Stolen flex time upsets staff and students


Kiera Moore

Students miss flex time to watch an assembly.

Flex periods at Carlmont have been used for other activities such as safety drills and school-wide assignments recently, which has caused some unrest among the students and staff.

Many people are upset that other activities are taking up flex time as it prohibits students from meeting with their teachers, making up a test, or working on their homework.

“I do not like that flex time is being used for other activities. I feel like flex time is crucial for me, and I use it a lot to make up work as well, and it’s inconvenient when I can’t do that during flex time because of a drill or assembly,” Nina Chutczer, a junior, said.

Many students rely on the bell schedule to plan their week, and they set aside questions to ask their teachers during flex. When there isn’t a flex period on one of the block days, they can only meet with one teacher, thus causing them to need time with that teacher another week.

“I don’t really like that flex time is being used for other activities. Flex-time has become a dependable part of the school schedule, so I don’t like when I have to change my plans just bc the school needs to fit something else in,” Calista Huang, a sophomore, said.

Some students and teachers don’t have too many complaints about personally losing flex time, but they aren’t necessarily happy about taking time away from their peers.

Other activities take away from our ability to accomplish the original intent of flex periods.”

— English Teacher Carolyn Wallace

“I do not use flex to meet with my teachers, but I understand that there are people who need to utilize this time for that.

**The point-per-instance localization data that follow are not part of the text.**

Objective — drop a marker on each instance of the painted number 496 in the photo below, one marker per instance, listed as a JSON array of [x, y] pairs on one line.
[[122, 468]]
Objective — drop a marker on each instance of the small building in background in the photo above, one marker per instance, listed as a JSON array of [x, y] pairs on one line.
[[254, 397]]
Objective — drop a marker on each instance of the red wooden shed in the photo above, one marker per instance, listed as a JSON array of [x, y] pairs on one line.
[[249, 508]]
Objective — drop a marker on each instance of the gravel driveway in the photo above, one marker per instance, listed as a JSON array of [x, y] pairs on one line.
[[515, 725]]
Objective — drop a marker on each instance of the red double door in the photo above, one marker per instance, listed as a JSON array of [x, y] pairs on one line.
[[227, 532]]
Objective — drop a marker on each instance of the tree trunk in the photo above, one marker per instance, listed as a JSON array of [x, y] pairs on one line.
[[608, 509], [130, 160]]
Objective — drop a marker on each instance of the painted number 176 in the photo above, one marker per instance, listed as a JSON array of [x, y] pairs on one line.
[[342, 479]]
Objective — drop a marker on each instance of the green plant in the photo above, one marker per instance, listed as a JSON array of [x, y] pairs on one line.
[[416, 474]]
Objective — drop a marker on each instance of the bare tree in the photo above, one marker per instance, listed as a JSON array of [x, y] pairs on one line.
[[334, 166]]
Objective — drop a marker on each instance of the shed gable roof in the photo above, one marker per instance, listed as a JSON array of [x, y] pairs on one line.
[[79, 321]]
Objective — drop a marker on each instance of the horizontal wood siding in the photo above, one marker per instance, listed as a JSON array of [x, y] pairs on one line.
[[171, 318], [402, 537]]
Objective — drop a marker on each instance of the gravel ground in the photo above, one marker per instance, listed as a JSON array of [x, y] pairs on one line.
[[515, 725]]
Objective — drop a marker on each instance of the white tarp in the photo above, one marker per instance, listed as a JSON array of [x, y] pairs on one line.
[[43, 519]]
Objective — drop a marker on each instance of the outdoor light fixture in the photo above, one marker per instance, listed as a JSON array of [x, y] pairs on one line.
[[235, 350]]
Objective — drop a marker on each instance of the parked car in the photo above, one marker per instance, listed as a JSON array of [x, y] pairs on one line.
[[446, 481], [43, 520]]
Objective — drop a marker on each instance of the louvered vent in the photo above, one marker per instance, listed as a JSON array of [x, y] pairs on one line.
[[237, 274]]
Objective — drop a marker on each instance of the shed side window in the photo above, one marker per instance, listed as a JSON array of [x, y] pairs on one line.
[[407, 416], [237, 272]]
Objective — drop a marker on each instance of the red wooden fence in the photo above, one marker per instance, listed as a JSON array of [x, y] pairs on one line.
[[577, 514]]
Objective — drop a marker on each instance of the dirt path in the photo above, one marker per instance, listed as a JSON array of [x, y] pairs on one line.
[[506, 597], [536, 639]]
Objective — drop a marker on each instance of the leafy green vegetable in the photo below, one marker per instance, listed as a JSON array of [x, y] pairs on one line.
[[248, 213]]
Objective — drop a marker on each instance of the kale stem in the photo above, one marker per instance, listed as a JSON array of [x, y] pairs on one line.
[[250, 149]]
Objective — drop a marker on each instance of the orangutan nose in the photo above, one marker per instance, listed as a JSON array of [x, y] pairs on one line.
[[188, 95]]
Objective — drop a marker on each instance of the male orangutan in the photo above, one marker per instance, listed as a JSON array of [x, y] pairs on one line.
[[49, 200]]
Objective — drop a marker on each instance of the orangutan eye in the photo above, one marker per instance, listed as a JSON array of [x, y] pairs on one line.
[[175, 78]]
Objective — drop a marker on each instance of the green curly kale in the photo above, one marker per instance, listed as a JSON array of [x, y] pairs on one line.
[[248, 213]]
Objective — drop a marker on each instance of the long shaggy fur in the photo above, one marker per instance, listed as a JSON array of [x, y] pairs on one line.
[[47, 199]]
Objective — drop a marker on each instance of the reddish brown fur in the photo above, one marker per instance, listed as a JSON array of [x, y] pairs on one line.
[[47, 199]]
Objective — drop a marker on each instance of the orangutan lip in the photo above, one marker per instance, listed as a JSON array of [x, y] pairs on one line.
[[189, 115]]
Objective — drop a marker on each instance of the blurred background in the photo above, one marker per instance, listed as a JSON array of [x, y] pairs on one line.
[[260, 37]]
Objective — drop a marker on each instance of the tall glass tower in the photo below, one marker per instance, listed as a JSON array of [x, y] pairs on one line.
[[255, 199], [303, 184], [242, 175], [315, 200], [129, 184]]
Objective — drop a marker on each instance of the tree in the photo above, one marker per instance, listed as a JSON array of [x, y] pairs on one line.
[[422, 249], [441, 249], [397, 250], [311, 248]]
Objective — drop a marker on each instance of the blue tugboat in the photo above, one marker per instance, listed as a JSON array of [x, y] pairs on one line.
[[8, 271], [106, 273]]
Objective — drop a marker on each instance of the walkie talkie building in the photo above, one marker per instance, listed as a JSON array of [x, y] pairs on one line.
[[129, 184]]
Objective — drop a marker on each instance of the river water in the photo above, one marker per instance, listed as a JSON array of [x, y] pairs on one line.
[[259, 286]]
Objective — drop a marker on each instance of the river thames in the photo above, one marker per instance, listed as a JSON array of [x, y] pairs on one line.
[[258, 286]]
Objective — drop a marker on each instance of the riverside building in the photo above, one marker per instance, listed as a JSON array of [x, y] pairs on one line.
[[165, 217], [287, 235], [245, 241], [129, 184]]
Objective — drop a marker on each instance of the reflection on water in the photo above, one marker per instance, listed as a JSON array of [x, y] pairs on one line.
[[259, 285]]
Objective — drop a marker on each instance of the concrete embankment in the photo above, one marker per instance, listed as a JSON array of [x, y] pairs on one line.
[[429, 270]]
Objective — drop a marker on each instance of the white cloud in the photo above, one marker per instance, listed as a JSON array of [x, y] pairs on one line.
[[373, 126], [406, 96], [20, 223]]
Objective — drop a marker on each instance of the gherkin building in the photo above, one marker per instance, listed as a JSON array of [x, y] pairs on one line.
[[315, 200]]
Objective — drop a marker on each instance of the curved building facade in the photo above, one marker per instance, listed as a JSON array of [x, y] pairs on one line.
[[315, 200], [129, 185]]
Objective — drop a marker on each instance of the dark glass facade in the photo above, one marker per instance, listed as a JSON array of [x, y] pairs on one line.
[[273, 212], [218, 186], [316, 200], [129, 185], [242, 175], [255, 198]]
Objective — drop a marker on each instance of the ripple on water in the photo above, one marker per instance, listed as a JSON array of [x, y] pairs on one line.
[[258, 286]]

Assemblies can take away certain days that teachers are available for students, especially since some teachers have assigned flex, so they can’t simply see them the next day. Since flex can also be a time for teachers to work, drills and assemblies can take away from their time as well,” Victoria Lehman, a sophomore, said.

While these students and teachers are not happy about flex time spent doing other activities, many understand that borrowing this time needs to occur occasionally.

“Taking away several flex periods shows a lack of priority for it, but these activities need to fit somewhere,” Dr. Tyler Kochel, a biotechnology teacher, said.

By taking away this time from the students, their ability to have quality conversations with teachers to get help or makeup tests gets limited.

“If we are designating that time for the purpose of doing work/making up assessments, then it should be taken as seriously as any other class,” Ranya Ghishan, a math teacher, said.